Catherine Kim, PhD
Technology Trainer, The University of Queensland Library
Prerequisites
This R workshop assumes basic knowledge of R including:
- Installing and loading packages
- How to read in data
- read.csv
- read_csv
- and similar
- Creating objects in R
We are happy to have any and all questions though!
What are we going to learn?
In the second part of this workshop, we will learn how to:
- convert to time series objects
- investigate aspects of a times series such as trends, seasonality, and stationarity
- assess autocorrelation
- apply different models
Load packages
library(tidyverse)
library(lubridate) # work with date/time data
library(readxl) # read excel files
library(zoo)
library(forecast)
library(tseries) # test for stationarity
About the data
Sampling design: Atmospheric samples of the Compound X were collected each day during seven consecutive days for different month in the year.

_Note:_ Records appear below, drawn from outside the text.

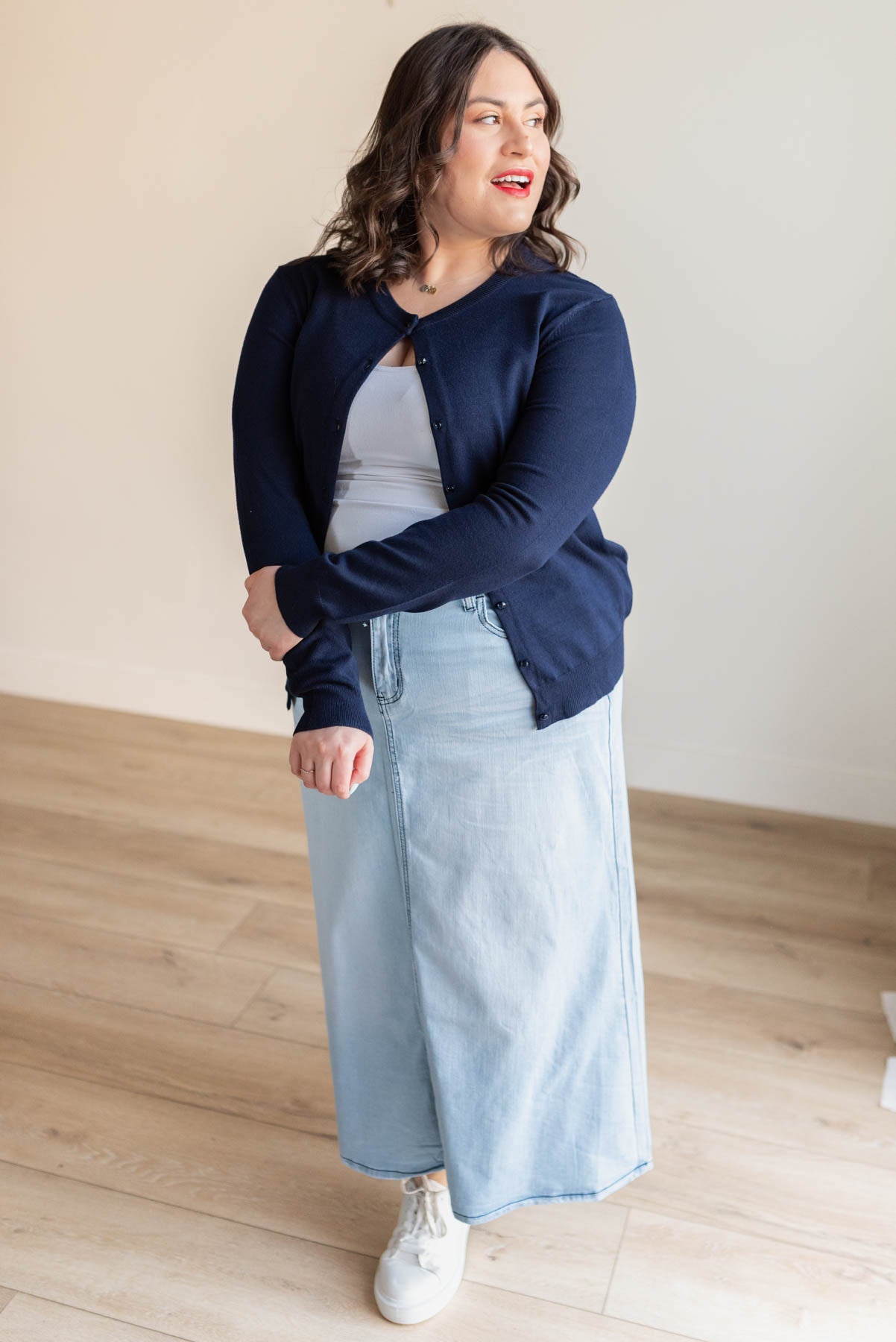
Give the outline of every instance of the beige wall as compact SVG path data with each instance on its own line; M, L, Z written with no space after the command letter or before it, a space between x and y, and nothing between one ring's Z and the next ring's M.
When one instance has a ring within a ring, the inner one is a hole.
M392 64L487 19L543 59L563 224L638 381L636 786L896 820L893 121L880 0L8 0L0 687L282 733L231 478L239 346ZM889 582L887 578L889 577Z

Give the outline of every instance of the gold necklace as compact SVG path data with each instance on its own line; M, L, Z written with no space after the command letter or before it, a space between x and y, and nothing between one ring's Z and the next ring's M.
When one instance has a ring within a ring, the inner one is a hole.
M487 267L486 266L480 266L479 270L475 270L472 272L472 275L460 275L456 279L443 279L443 280L440 280L440 283L443 286L444 285L460 285L460 283L463 283L464 279L473 279L476 275L482 274L482 271L486 270L486 268L494 270L491 262L488 262ZM418 285L417 287L418 287L418 290L420 290L421 294L435 294L436 289L437 289L436 285L425 285L425 283L424 285Z

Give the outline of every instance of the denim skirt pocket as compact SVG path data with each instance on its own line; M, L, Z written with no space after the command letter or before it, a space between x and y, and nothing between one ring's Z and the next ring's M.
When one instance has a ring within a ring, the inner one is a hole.
M499 639L507 637L507 631L504 629L504 625L500 623L500 616L495 609L495 603L492 601L492 599L488 596L487 592L480 592L479 596L476 597L476 612L479 615L482 624L484 624L484 627L491 633L496 633Z

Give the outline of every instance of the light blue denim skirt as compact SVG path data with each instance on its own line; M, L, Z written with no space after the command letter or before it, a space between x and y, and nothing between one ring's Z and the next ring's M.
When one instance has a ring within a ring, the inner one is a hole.
M539 730L484 593L350 631L370 777L300 789L339 1157L469 1225L604 1198L653 1168L622 678Z

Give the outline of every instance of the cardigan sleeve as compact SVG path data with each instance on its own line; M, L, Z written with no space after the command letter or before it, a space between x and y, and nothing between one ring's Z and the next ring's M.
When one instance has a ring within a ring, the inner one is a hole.
M369 620L499 589L545 564L613 479L634 420L628 333L612 294L587 298L543 337L528 395L491 486L396 535L284 564L284 621Z
M255 305L233 385L233 483L249 573L268 564L296 564L321 554L302 506L290 409L299 326L298 309L278 268ZM287 706L302 699L295 731L345 726L373 735L347 625L318 615L303 633L283 658Z

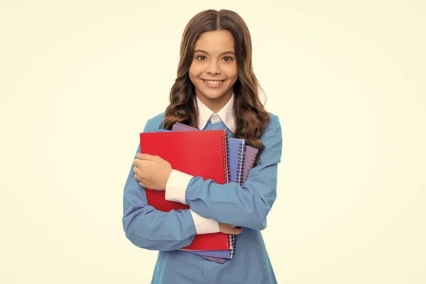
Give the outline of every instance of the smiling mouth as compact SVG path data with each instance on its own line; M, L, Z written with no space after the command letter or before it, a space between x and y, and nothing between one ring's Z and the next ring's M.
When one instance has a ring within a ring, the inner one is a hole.
M203 80L204 82L205 82L206 83L209 84L221 84L222 82L224 81L224 80L206 80L204 79L202 79L202 80Z

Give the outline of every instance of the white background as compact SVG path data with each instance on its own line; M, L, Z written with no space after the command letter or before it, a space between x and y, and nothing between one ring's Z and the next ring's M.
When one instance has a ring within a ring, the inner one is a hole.
M207 9L246 22L280 119L278 283L426 283L425 1L153 2L0 3L0 283L150 283L123 188Z

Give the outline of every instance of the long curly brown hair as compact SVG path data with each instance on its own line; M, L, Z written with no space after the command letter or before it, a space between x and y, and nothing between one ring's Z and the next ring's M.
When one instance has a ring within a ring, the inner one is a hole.
M229 31L235 43L238 79L233 88L236 126L234 135L245 139L248 145L263 149L264 146L259 138L271 117L259 98L261 88L253 71L248 28L239 14L229 10L203 11L195 15L185 27L180 43L178 76L170 90L170 104L165 109L162 124L168 130L176 122L197 127L195 87L190 80L189 70L195 42L201 33L217 30Z

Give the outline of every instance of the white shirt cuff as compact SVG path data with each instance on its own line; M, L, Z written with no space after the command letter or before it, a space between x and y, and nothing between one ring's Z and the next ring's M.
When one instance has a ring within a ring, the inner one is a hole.
M165 184L165 200L186 204L185 202L186 189L193 177L191 175L172 170Z
M190 209L190 212L191 212L194 219L197 234L219 233L220 231L217 222L211 218L202 217Z

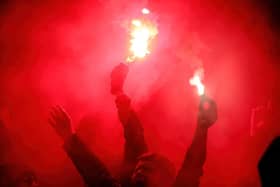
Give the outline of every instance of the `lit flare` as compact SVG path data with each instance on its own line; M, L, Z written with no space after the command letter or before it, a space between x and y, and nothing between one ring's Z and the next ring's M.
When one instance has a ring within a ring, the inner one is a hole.
M194 76L190 79L190 85L195 86L197 88L197 94L202 96L205 93L205 86L201 81L202 75L201 73L196 72Z
M148 9L142 10L146 14L150 13ZM148 13L147 13L148 12ZM131 63L135 60L143 59L151 53L152 40L158 34L157 27L147 19L133 19L130 23L129 54L126 62Z

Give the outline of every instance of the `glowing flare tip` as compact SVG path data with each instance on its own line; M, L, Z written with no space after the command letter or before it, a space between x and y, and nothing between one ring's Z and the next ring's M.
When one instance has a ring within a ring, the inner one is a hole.
M204 94L205 87L204 87L203 83L201 82L200 77L198 75L194 75L190 79L190 85L196 86L198 95L201 96Z
M142 9L142 14L150 14L150 10L147 8Z
M148 20L133 19L130 28L130 46L127 62L144 58L150 54L151 41L157 35L157 28Z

Some year and months had less samples due to technical problems.
Read in the data
For this section, we will go the process of analysing time series for one site.
Let’s read in the cleaned data from Part 1, filter out the same site (1335), and split the Date column with lubridate. This can be done in one go with piping.
s1335 <- read_csv("data/analytes_data_clean.csv") %>%
filter(Site == "1335") %>%
mutate(Year = year(Date),
Month = month(Date),
Day = day(Date),
Site = factor(Site)) # change Site to a factor
## Rows: 720 Columns: 4
## -- Column specification --------------------------------------------------------
## Delimiter: ","
## chr (1): Analyte
## dbl (2): Site, mg_per_day
## date (1): Date
##
## i Use `spec()` to retrieve the full column specification for this data.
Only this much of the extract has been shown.